最後に以上を踏まえた具体的な対策法をお伝えします。

 

 第一にセンター試験までは、全範囲について標準的な問題の解答を導けるように練習をしてください。単元によって頻出度に違いはありますが、ここ5年を通して見ればすべての単元から少なくとも1度は問題が出されています。

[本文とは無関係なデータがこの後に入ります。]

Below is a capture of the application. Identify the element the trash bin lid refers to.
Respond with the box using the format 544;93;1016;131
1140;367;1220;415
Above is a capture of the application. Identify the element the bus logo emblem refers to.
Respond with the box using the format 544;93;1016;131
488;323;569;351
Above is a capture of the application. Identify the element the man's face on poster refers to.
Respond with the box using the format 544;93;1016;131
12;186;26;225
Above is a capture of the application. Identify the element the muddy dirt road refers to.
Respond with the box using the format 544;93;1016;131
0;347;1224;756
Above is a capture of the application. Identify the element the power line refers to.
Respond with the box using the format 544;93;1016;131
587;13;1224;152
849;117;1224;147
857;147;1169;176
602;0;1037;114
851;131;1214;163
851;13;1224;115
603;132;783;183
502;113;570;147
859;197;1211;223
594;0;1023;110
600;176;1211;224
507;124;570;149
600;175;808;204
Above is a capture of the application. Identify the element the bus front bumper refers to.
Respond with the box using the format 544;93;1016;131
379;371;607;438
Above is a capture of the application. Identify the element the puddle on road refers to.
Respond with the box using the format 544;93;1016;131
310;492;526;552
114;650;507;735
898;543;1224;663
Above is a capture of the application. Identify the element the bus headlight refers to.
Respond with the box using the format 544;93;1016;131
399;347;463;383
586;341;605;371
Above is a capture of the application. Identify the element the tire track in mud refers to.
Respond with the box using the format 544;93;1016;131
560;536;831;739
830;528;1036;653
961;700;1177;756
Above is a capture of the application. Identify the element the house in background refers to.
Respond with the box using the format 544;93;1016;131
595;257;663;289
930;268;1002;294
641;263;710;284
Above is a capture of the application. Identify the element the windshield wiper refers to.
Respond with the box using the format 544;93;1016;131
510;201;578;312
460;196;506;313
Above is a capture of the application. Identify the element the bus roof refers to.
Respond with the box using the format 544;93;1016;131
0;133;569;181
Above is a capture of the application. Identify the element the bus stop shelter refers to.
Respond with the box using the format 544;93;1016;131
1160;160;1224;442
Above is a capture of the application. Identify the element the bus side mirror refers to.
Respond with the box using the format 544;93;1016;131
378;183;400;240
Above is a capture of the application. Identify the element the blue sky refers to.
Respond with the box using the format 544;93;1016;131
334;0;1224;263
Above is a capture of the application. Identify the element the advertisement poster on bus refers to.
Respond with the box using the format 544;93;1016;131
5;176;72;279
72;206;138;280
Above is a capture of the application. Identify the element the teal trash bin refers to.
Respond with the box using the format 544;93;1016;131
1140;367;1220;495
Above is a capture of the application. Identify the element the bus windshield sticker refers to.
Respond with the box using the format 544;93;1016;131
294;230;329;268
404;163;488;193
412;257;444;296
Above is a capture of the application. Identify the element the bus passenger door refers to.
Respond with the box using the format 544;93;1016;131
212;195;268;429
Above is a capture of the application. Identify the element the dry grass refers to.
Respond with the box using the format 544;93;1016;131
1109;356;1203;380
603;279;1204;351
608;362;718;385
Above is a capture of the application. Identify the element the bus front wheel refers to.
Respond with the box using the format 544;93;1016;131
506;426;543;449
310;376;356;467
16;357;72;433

 とはいえ、難易度についてはほとんどが標準的です。つまり、この時期に物理をどこまで完成させることができたかが二次試験の点数にも影響を及ぼすといえます。医学部受験生は高得点同士の勝負になるので、ライバルに負けないように完成度を高めてください。

 

 その中で、神戸大学医学部を志望する受験生には、最初にお伝えした物理の定性的理解と数式の取り扱いの精度を意識していただきたいと思います。問題集を解き進めるだけではなく、疑問が浮かんだらその都度、検定教科書に立ち戻って確認しましょう。そうすれば、 描図問題や説明問題への対応力が向上します。もちろん、描図問題の中には検定教科書の図譜が頭に入っていれば、そのまま解答に結びつくことも多々あります。

 

 上記のことから、この時期におススメの問題集は、「良問の風」(河合塾シリーズ)です。物理の標準問題を網羅するという観点からすると、分量・内容ともに申し分ありません。分からない問題がなくなるまで、繰り返し取り組みましょう。

 

 本書の特徴は、「「良問の風」の医シュラン!医学部受験で勝つ問題集の使い方」に詳しく記載しているので、是非参考にしてください。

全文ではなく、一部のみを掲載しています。